Introducing MadSafety, a Django-based scraper of incident reports released by the Madison Police Department
Published 2012-07-02
tl:dr - I can finally say I made a Django application, and it’s live on the web and available on GitHub.
MadSafety uses Python to scrape a table of Madison Police Department incident reports and display the content to the user.
From the list of reports, a user can click through to see the location of the incident and read the details. Incident reports from the Madison Fire Department will be added soon.
It’s been more than a year in the making, but I can finally say I built and deployed a Django project.
The project itself isn’t overly complicated, but it has a high ceiling and most of all has given me some confidence in my practice habits and ability to retain concepts.
MadSafety uses Python to scrape a table of Madison Police Department incident reports and display the content to the user.
From the list of reports, a user can click through to see the location of the incident and read the details. Incident reports from the Madison Fire Department will be added soon.
A basic JSON output – perfect to store locally – via TastyPie is available.
The incident reports displayed are among those released by the Madison Police Department.
From the department's website:
Incidents listed are selected by the Officer In Charge of each shift that may have significant public interest. Incidents listed are not inclusive of all incidents.
Also, suspects and individuals charged in connection with incidents are innocent until proven guilty. Addresses are those provided on the public incident reports, and are only edited for location reasons.
There are limitations; some from the data, more based on my abilities. For instance, suspect, arrest and victim details are entered into one field, and I would need to either manually separate out, or figure out how to parse out the details into separate fields. More importantly, this table is not the comprehensive list of Madison Police Department incident reports, but rather a snapshot that is released to the public.

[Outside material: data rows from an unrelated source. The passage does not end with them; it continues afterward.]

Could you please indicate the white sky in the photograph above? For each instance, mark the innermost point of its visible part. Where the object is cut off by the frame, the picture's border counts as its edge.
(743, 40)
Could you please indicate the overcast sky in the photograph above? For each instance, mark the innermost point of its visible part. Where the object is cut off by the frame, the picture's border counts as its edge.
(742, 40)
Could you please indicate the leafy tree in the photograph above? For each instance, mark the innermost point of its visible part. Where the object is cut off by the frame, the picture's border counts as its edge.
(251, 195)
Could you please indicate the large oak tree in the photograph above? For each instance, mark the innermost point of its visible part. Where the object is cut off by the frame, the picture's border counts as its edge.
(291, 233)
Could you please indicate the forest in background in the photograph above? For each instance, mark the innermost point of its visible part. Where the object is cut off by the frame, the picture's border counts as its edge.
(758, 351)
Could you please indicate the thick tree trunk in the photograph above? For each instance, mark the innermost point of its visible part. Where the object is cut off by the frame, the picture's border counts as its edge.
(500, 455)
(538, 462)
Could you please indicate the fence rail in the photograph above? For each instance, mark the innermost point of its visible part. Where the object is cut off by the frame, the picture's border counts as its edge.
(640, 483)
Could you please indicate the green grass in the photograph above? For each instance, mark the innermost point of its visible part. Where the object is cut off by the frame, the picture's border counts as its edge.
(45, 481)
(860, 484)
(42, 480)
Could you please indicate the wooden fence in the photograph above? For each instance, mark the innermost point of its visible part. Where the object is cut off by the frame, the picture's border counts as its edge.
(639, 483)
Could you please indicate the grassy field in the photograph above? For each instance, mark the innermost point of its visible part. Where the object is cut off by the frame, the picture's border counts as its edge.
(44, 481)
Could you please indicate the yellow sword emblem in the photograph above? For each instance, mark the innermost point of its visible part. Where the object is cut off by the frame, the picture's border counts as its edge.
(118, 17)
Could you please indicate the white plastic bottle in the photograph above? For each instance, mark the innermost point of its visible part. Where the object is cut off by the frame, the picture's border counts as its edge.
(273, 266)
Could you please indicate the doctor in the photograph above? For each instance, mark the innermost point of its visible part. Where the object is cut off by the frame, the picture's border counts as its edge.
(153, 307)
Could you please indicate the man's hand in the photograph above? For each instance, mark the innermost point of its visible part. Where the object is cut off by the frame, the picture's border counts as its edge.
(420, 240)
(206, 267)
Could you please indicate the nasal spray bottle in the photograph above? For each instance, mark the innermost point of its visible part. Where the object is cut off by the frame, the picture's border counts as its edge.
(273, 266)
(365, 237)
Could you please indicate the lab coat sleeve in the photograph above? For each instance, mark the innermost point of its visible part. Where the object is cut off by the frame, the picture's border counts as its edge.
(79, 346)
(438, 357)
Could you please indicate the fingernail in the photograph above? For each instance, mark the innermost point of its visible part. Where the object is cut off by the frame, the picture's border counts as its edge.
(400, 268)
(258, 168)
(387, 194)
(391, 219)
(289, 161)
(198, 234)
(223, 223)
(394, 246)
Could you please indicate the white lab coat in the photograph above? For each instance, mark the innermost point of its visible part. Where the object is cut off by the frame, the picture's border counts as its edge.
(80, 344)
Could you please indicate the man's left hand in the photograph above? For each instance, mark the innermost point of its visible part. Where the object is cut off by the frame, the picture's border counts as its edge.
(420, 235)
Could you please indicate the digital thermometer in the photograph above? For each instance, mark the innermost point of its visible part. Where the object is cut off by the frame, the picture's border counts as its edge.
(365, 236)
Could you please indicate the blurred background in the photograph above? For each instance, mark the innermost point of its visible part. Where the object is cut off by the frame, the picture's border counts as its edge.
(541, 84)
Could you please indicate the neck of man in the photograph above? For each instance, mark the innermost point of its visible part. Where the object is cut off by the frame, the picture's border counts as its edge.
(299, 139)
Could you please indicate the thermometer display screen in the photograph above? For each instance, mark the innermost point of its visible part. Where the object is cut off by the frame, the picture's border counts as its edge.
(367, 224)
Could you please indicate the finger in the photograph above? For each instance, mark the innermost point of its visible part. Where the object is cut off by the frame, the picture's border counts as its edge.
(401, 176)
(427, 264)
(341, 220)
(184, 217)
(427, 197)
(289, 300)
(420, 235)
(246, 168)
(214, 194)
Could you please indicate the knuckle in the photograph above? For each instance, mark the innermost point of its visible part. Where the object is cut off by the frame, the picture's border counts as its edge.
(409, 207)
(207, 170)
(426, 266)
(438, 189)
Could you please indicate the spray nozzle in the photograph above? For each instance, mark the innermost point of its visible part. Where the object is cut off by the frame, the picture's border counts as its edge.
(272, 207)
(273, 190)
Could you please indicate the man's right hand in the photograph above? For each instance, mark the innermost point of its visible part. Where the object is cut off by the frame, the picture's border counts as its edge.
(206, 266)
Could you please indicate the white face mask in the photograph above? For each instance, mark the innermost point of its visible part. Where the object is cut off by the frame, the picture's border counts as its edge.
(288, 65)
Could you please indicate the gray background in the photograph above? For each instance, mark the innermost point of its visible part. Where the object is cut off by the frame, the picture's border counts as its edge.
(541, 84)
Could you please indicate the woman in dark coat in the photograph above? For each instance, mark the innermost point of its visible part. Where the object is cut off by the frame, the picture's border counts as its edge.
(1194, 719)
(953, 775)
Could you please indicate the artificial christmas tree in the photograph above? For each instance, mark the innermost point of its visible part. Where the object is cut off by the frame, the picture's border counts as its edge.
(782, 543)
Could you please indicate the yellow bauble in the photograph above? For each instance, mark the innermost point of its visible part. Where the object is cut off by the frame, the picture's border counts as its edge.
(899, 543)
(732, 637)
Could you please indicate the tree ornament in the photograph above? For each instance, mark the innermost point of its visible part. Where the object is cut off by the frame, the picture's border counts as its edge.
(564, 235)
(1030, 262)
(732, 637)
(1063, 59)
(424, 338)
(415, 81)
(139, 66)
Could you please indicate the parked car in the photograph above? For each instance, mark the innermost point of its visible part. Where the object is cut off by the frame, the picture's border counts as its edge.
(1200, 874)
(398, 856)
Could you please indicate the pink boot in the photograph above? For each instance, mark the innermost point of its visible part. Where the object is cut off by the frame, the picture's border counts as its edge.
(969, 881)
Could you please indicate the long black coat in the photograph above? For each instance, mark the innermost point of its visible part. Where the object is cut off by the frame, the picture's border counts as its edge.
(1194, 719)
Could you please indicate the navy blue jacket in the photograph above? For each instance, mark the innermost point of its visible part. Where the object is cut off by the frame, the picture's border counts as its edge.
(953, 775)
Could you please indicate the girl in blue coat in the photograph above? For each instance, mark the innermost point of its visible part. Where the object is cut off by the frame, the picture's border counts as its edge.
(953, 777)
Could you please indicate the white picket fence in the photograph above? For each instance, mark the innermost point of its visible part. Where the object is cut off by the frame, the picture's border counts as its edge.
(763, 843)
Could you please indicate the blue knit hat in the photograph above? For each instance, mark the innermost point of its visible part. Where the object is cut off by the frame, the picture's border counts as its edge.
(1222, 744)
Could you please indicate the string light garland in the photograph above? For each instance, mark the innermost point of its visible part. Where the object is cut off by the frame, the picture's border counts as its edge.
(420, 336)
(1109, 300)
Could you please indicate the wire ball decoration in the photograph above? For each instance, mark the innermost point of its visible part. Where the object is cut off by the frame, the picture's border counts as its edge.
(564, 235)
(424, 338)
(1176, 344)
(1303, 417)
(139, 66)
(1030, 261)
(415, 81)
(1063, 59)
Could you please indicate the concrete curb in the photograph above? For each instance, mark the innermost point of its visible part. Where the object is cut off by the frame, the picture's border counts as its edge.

But with the possibility of the open data ordinance being passed and implemented that might change, so in some terms the life span of MadSafety as it is right now is likely limited. Which is why it was important for me to “get this out the door” somewhat quickly and call it version 1 as opposed to sitting on it while learning how to implement search, or make the main display sortable.
The code is on GitHub, and I have a nice long list of potential improvements, including adding search functionality and separating out information like suspect information that is contained in one singular field in the incident report.
The idea to scrape police incident reports and map from CityCampMadison last month, but the follow-through and execution has been informed and inspired by so many different projects and thought-provoking discussions, many of which I’ve mentioned in previous posts:
-
HackingMadison, which is dedicated to “highlighting the civic projects, datasets, resources and people that make Madison better.”
-
Christopher Groskopf’s work, especially the Tyler Sirens project, and for encouraging me to just build something.
-
Ben Welsh’s story-writing algorithm proposals in his talk at the 13th International Symposium on Online Journalism, and web scraping walkthrough, not to mention his Crime L.A. project.
-
Andy Boyle’s Firetracker walkthroughs.
-
Heather Billings' words of wisdom a couple weeks back on the ViewSource podcast.
-
Ryan Pitts for turning me on to Beautiful Soup.
-
Kevin Schaul’s Web scraping with Django tutorial.
-
A whole host of folks at #nicar12 -- Jeremy Bowers, Jason Bartz, Adam Playford -- and everyone who taught the Django workshop.
-
Jonathan Stray’s discussion last month around bringing a new model for crime reporting.
-
My days time covering crime and courts in Chicago’s South Suburbs while working as Illinois Editor for The Times.
This little program won’t write the story itself, had the data been available I could have used a tool like this to create shells for briefs that could have been edited down so I could move on to focus on larger stories.
And with some simple search capabilities, maybe even find some similarities between crimes and suspects.